Most IT professionals are familiar with the need to keep data secure. In schools, the importance of privacy takes on special importance. The Family Educational Rights and Privacy Act (FERPA) is law in the United States which is intended to safeguard sensitive information about children in schools. While there are some types so information that are not protected by FERPA, the best rule of thumb for those who work in schools is to avoid sharing information you learn about students while at work.
FERPA even protects information school employees learn accidently. For example, a school employee who shares with someone else, “I saw Johnny get in a fight at school today and they were suspended,” has violated FERPA as they shared information about a student’s behavior and the consequences of it.

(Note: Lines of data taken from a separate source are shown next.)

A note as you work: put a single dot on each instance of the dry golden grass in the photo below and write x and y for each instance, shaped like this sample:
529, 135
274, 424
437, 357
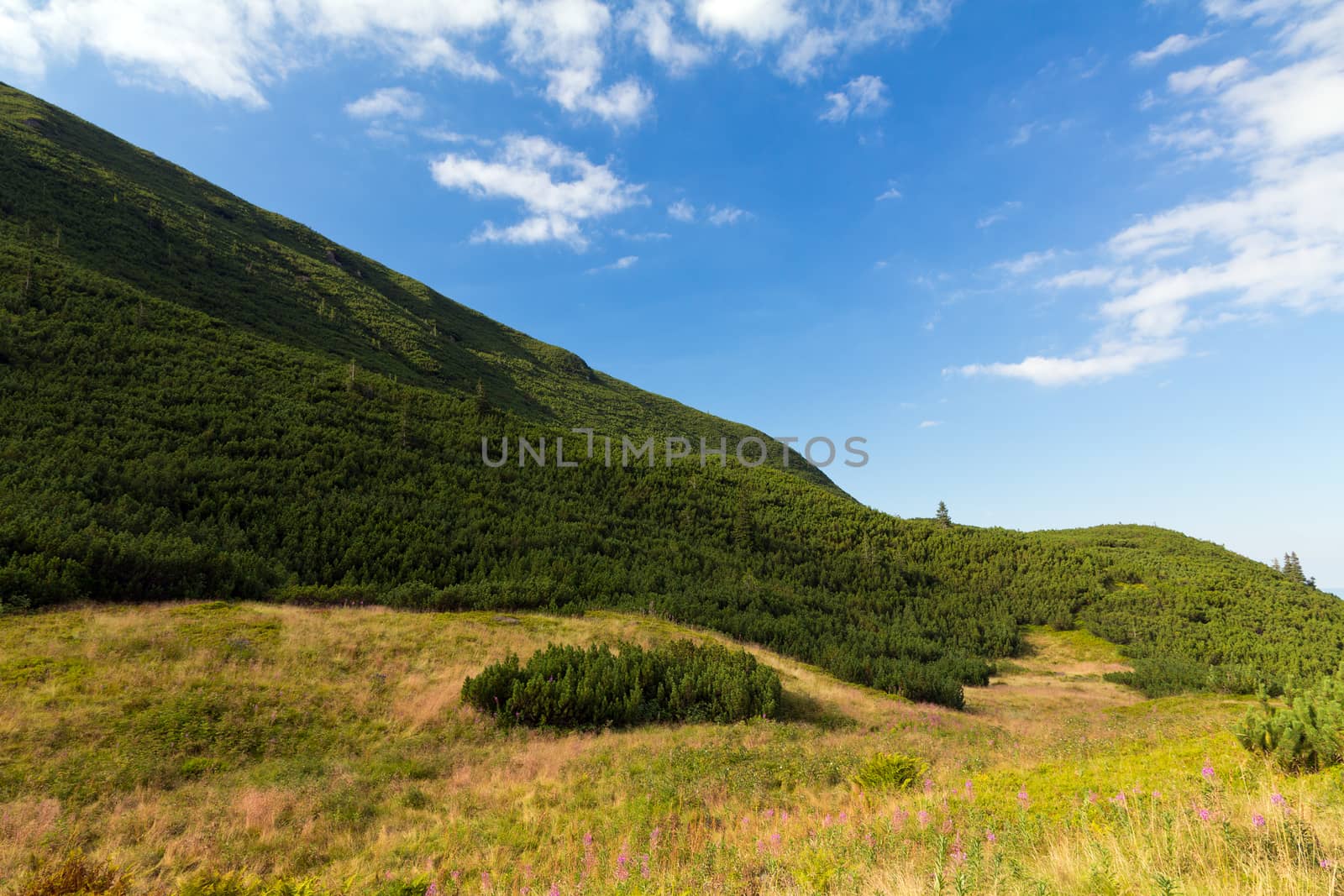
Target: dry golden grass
333, 745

IT professionals have an unusual level of access to classrooms and data. When an IT professional is in a classroom and sitting at a computer, they are “a fly on the wall.” Teachers and students largely proceed as if there is no one else there. They gain an unfiltered view of classroom actions and interactions. IT professionals are often in a situation in which they may have access to information that is protected by FERPA such as a student’s grades. While the student information system should have protections to prevent a technician from accessing grades, a teacher may ask for help resolving a technology issue when they are logged in to systems.

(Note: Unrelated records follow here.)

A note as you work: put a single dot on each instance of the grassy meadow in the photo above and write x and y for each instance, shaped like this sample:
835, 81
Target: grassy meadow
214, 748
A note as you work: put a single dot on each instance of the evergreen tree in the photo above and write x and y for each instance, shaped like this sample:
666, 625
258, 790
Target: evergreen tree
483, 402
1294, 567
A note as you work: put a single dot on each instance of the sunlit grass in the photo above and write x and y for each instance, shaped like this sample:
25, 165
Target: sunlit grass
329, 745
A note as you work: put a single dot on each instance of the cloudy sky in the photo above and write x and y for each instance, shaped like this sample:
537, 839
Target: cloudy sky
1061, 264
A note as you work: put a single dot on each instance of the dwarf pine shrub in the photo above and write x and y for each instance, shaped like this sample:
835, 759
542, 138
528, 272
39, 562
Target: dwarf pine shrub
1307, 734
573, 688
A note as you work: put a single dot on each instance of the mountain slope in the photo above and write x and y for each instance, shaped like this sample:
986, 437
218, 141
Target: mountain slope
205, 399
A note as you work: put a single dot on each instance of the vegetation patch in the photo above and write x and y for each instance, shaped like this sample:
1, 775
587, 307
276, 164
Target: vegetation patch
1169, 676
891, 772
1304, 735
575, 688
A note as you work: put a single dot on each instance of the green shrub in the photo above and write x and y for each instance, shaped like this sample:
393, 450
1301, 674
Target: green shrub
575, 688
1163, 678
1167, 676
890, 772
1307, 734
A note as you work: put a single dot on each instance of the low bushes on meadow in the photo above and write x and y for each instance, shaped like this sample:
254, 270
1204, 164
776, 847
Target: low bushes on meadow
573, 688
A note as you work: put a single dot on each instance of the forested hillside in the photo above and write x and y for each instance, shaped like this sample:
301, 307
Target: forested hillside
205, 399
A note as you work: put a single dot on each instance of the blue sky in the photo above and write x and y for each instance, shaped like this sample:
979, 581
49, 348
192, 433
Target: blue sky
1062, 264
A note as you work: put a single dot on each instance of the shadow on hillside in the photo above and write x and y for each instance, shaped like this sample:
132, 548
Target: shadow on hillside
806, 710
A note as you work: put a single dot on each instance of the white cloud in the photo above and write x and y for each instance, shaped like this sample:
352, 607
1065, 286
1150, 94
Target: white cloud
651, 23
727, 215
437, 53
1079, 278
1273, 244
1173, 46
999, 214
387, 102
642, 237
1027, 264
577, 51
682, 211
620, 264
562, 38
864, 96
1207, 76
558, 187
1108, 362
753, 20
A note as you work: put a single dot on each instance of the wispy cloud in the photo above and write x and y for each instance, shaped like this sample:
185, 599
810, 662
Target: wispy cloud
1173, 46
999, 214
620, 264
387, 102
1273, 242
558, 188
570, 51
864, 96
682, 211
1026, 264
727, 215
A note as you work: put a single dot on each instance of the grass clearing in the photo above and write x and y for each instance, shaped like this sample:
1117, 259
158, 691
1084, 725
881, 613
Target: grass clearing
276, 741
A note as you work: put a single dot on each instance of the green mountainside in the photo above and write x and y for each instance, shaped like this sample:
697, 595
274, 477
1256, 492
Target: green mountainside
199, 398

What one observes in data systems, classrooms, and schools must be kept confidential; the teacher who shows students’ grades to an IT technician to while getting help has violated. The IT technician who does not share that information with anyone or who does not treat the student differently has not violated FERPA. They have minimized the damage done by the original violation and they have not violated FERPA themselves. The one exception, of course, is if there are situations that are unsafe or potentially troubling. IT professionals have the same responsibility as anyone, especially adults, to prevent and report those situations. Expect that you will be expected to participate in FERPA training every year you are employed in a school.